Linear Regression
The normal equation.
$w = (X^TX)^{-1}X^Ty$
from sklearn.linear_model import LinearRegression
lin_reg = LinearRegression()
lin_reg.fit(X, y)
lin_reg.intercept_, lin_reg.coef_
The LinearRegression
class is based on the scipy.linalg.lstsq()
function (the name stands for “least squares”).
theta_best_svd, residuals, rank, s = np.linalg.lstsq(X_b, y, rcond=1e-6)
theta_best_svd
This function computes $\hat{\theta} = X^+y$, where $X^+$ is the pseudoinverse of X.
Computational Complexity
The SVD approach used by LinearRegression class is about $O(n^2)$, where n is the number of features.
Gradient Descent
To implement GD, we need to compute the gradient of the cost function with regard to each model parameter $\theta_j$.
Stochastic Gradient Descent
Picks a random instance in the training set at every step.
Mini-batch GD
Computes the gradients on small random sets of instances called mini-batches.
Polynomial Regression
Add powers of each feature as new features.

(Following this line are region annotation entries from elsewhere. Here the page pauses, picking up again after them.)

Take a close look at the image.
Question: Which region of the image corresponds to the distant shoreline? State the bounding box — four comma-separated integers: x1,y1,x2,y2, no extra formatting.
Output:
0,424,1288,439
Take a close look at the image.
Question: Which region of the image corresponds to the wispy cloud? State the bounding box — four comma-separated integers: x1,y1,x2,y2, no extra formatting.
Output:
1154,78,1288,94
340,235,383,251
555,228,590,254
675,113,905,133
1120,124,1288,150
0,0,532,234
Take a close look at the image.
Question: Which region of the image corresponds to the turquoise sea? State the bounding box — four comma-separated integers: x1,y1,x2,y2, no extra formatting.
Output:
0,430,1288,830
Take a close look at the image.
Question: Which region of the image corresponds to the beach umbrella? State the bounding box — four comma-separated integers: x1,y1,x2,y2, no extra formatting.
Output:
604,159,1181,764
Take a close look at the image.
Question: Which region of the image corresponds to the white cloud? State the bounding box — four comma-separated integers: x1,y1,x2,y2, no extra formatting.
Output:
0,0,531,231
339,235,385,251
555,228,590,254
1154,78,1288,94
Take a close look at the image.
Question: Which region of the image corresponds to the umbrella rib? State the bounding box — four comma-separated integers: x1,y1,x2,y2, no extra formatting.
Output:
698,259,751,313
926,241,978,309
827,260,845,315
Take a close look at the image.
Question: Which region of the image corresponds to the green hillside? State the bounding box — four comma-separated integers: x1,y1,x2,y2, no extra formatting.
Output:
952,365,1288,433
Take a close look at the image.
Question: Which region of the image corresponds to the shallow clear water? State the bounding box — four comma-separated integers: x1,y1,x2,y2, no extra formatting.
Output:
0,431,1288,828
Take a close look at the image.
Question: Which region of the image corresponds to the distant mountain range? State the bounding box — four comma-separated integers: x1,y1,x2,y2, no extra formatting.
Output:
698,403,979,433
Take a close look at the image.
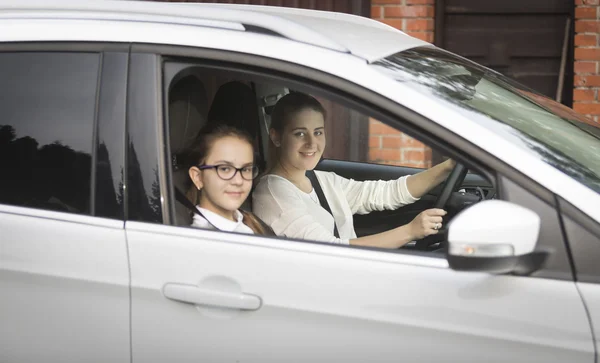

from sklearn.preprocessing import PolynomialFeatures
poly_features = PolynomialFeatures(degree=2, include_bias=False)
X_poly = poly_features.fit_transform(X)
lin_reg = LinearRegression()
lin_reg.fit(X_poly, y)
lin_reg.intercept_, lin_reg.coef_
When there are multiple features, Polynomial Regression is capable of finding relationships between features.
Learning Curves
We need to know if our model is overfitting/underfitting. We can plot model’s performance on the training set and val set as a function of the training set size or training iteration.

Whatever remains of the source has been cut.